In reply to this letter Madame de Camors received one three mornings after, announcing to her the death of her grandfather. The Comte de Tecle had died of apoplexy, of which his state of health had long given warning. Madame de Tecle foresaw that the first impulse of her daughter would be to join her to share her sad bereavement. She advised her strongly against undertaking the fatigue of the journey, and promised to visit her in Paris, as soon as she conveniently could. The mourning in the family heightened in the heart of the Countess the uneasy feeling and vague sadness her last letters had indicated.

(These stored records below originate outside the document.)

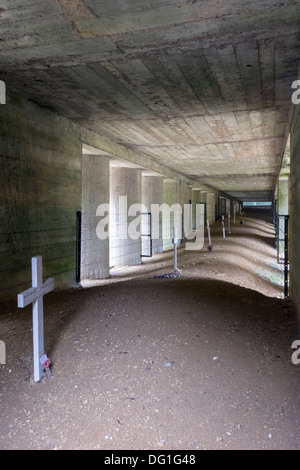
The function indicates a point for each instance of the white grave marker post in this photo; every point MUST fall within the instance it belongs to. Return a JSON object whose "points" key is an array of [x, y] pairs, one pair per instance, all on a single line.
{"points": [[223, 223], [209, 238], [35, 295], [175, 243]]}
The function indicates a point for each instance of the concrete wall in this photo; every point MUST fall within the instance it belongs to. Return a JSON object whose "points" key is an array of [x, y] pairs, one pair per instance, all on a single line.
{"points": [[40, 192], [124, 250], [294, 211], [95, 192], [211, 207]]}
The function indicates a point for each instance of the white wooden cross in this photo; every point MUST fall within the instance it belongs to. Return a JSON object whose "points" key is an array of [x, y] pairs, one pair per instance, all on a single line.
{"points": [[35, 295]]}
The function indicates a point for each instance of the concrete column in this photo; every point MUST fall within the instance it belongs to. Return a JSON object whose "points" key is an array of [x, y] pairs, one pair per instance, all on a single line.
{"points": [[125, 246], [171, 195], [283, 196], [211, 207], [196, 199], [294, 212], [152, 193], [95, 191]]}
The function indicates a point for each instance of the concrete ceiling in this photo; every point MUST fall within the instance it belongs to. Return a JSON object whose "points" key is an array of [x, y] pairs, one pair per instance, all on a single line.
{"points": [[201, 87]]}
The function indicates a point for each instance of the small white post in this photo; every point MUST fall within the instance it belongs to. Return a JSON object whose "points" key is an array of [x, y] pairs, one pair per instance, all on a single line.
{"points": [[223, 223], [35, 295], [209, 238], [229, 231], [175, 242]]}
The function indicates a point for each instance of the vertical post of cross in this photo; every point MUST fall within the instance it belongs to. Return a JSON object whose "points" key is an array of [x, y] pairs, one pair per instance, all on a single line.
{"points": [[2, 92], [35, 295]]}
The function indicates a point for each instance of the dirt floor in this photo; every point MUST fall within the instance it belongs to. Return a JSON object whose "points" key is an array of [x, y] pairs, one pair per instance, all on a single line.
{"points": [[198, 362]]}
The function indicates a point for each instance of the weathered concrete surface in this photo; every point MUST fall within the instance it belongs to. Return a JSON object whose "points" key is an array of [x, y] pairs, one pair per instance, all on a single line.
{"points": [[95, 192], [40, 192], [125, 248], [294, 211], [202, 88]]}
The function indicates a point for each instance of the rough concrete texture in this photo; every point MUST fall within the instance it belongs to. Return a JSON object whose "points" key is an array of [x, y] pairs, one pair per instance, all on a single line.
{"points": [[40, 193], [152, 193], [95, 192], [200, 87], [294, 211], [198, 362], [125, 249]]}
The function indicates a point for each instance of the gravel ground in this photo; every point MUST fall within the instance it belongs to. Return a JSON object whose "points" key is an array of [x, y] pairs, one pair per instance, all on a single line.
{"points": [[198, 362]]}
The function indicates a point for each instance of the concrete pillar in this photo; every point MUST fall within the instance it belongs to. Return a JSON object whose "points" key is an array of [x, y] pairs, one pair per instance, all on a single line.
{"points": [[95, 191], [152, 193], [125, 246], [294, 212], [211, 207], [283, 196], [171, 195], [196, 199]]}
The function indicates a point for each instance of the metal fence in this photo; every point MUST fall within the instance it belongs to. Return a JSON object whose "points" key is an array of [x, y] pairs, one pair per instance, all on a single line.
{"points": [[282, 245]]}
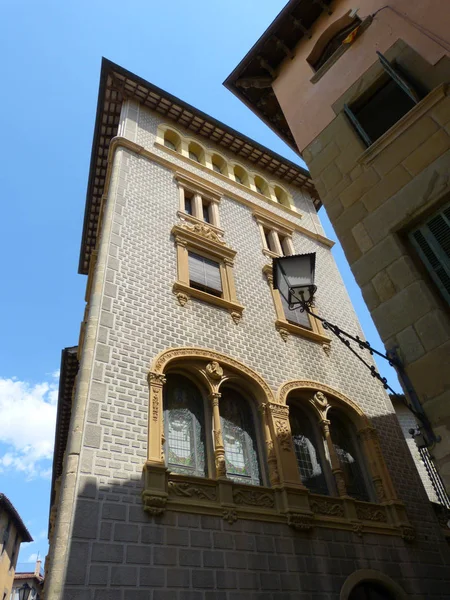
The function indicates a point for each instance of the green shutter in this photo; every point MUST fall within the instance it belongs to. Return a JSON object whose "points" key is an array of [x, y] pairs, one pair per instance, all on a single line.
{"points": [[432, 242]]}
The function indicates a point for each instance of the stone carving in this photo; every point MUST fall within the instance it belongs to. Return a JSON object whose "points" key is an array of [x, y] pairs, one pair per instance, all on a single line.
{"points": [[169, 355], [278, 410], [229, 515], [221, 468], [187, 490], [156, 379], [327, 349], [330, 508], [154, 505], [253, 498], [203, 231], [214, 370], [408, 533], [155, 404], [182, 298], [358, 529], [236, 316], [370, 513], [284, 435], [284, 333], [300, 521]]}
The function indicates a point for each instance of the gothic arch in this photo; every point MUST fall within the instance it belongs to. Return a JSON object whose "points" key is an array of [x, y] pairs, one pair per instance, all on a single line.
{"points": [[370, 575], [162, 361]]}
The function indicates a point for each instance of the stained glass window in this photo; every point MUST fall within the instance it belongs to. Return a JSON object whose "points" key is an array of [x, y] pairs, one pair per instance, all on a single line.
{"points": [[344, 444], [370, 591], [239, 438], [307, 452], [184, 427]]}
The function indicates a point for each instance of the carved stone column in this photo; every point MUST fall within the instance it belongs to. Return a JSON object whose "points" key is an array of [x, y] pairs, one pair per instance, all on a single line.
{"points": [[334, 459], [155, 418], [274, 475], [378, 471], [219, 448], [281, 435]]}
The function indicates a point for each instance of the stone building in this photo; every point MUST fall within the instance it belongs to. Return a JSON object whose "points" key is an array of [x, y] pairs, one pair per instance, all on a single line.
{"points": [[361, 92], [211, 443], [12, 533]]}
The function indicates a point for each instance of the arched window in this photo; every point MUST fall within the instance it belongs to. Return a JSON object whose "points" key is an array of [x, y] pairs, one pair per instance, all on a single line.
{"points": [[239, 438], [171, 140], [261, 185], [218, 163], [309, 451], [196, 153], [369, 590], [346, 447], [184, 427], [240, 175], [282, 196]]}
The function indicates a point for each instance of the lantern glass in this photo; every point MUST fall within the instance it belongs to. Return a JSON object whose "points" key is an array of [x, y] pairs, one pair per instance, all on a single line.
{"points": [[293, 277]]}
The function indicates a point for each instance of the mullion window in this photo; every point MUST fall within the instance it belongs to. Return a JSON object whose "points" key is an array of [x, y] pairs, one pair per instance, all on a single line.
{"points": [[432, 242]]}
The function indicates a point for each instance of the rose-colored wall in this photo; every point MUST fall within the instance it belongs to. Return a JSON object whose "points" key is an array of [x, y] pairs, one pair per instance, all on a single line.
{"points": [[307, 106]]}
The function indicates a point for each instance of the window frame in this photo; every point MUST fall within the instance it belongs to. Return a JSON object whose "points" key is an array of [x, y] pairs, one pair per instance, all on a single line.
{"points": [[285, 327], [203, 240], [401, 80]]}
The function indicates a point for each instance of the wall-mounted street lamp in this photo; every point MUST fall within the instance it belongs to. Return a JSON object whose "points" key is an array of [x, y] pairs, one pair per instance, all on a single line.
{"points": [[24, 591], [293, 277]]}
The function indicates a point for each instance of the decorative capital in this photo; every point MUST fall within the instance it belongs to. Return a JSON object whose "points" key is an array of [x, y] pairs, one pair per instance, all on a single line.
{"points": [[156, 379], [279, 410], [299, 521], [284, 333], [214, 371], [182, 298], [236, 316]]}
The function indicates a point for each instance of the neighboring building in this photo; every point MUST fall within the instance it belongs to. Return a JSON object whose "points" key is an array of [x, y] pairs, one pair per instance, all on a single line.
{"points": [[12, 533], [273, 464], [361, 92], [33, 579]]}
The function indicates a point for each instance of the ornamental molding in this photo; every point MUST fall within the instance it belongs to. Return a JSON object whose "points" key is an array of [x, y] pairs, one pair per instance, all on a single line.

She was much less happy than she told her mother; for the first enthusiasm and first illusions of marriage could not long deceive a spirit so quick and acute as hers.

A young girl who marries is easily deceived by the show of an affection of which she is the object. It is rare that she does not adore her husband and believe she is adored by him, simply because he has married her.

The young heart opens spontaneously and diffuses its delicate perfume of love and its songs of tenderness; and enveloped in this heavenly cloud all seems love around it. But, little by little, it frees itself; and, too often, recognizes that this delicious harmony and intoxicating atmosphere which charmed it came only from itself.

Thus was it with the Countess; so far as the pen can render the shadows of a feminine soul. Such were the impressions which, day by day, penetrated the very soul of our poor “Miss Mary.”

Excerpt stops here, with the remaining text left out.